Posterior distributions of genetic drift and mutation parameters inferred from data simulated under the model assumed by the inference procedure. The top and bottom rows depict genetic drift and mutation rate parameters, respectively. Gray distributions depict prior distributions, and colored distributions depict posterior distributions. Colors match the colors of the ontogenetic processes in Figure 1. Distributions hashed with diagonal lines correspond to processes with drift parameterized by rates of accumulation of genetic drift with age. (That is, they correspond to the dashed lines in Figure 1.) The circles in the red posterior distributions indicate that this process is modeled by an explicit bottleneck. All parameters are ${\log }_{10}$-transformed, and the distributions correspond to these transformed variables. Vertical dashed lines show the simulated parameter values. Not shown are the two parameters controlling the allele frequency distribution at the root of the phylogeny, which were inferred with comparable accuracy.

Figure 3

Inference results for real heteroplasmy frequency data. The top row shows results for genetic drift parameters, and the bottom row shows posterior distributions for scaled mutation rates. Distributions hashed with diagonal lines correspond to processes with drift parameterized by rates of accumulation of genetic drift with age. (That is, they correspond to the dashed lines in Figure 1.) The circles in the red posterior distributions indicate that this process is modeled by an explicit bottleneck. All parameters are ${\log }_{10}$-transformed, and the depicted distributions correspond to these transformed variables. Distributions are not drawn to a common vertical axis.

Figure 4

Posterior samples of the EBS for mothers of different ages. (A) Posterior distribution of the effective, between-generation, bottleneck size for younger, older, and median-aged mothers. (B) Relationship between mother’s age at childbirth and the EBS. The orange dashed line shows how the median EBS varies with age at childbirth.

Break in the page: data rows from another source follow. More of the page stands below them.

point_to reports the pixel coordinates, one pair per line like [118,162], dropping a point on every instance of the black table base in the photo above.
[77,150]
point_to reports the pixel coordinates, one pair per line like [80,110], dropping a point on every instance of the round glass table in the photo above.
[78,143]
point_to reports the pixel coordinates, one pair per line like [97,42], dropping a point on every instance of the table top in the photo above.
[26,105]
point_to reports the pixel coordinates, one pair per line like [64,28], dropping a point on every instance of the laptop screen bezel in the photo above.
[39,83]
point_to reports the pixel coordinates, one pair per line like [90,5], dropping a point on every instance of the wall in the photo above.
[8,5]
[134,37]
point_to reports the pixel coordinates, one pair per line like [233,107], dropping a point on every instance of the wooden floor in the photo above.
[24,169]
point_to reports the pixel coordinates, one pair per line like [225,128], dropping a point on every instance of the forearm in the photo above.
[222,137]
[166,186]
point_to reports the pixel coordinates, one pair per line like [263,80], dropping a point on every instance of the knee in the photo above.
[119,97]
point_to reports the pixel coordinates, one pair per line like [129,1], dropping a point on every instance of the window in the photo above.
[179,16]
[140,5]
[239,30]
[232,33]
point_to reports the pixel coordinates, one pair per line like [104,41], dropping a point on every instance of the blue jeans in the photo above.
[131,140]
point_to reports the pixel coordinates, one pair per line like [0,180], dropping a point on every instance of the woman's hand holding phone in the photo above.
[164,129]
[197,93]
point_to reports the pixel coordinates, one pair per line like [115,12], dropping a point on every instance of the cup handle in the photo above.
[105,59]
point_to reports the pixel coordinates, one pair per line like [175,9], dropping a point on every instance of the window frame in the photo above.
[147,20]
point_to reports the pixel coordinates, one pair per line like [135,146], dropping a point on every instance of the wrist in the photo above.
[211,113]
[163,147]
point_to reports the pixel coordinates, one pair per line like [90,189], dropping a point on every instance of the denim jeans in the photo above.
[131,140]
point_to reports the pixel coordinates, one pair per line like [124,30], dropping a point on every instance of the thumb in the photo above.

The solid blue lines show posterior samples from the relationship between EBS and age at childbirth, with each having the form of (C.4), where the genetic drift parameters in this equation are jointly sampled from the posterior distribution. A total of $n=1000$ lines sampled from the posterior are plotted. We note that each line necessarily decreases with mother birth age due to our assumption that genetic drift accumulates at some rate in the oocyte [see (C.4)]; what varies from one line to another is the rate at which the EBS decreases due to this accumulation of genetic drift.

Figure 5

Quantile-quantile comparison of real heteroplasmy data from Rebolledo-Jaramillo et al. (2014) and data simulated under maximum a posteriori parameter estimates inferred from this data. (A) compares marginal distributions of allele frequencies in each tissue, and (B) compares distributions of absolute differences in allele frequency between tissues. Each dot represents a sequential percentile of the distributions being compared. Following Rebolledo-Jaramillo et al. (2014), alleles were polarized such that the minor allele in the mother (averaged across her two tissues) was denoted as the focal allele.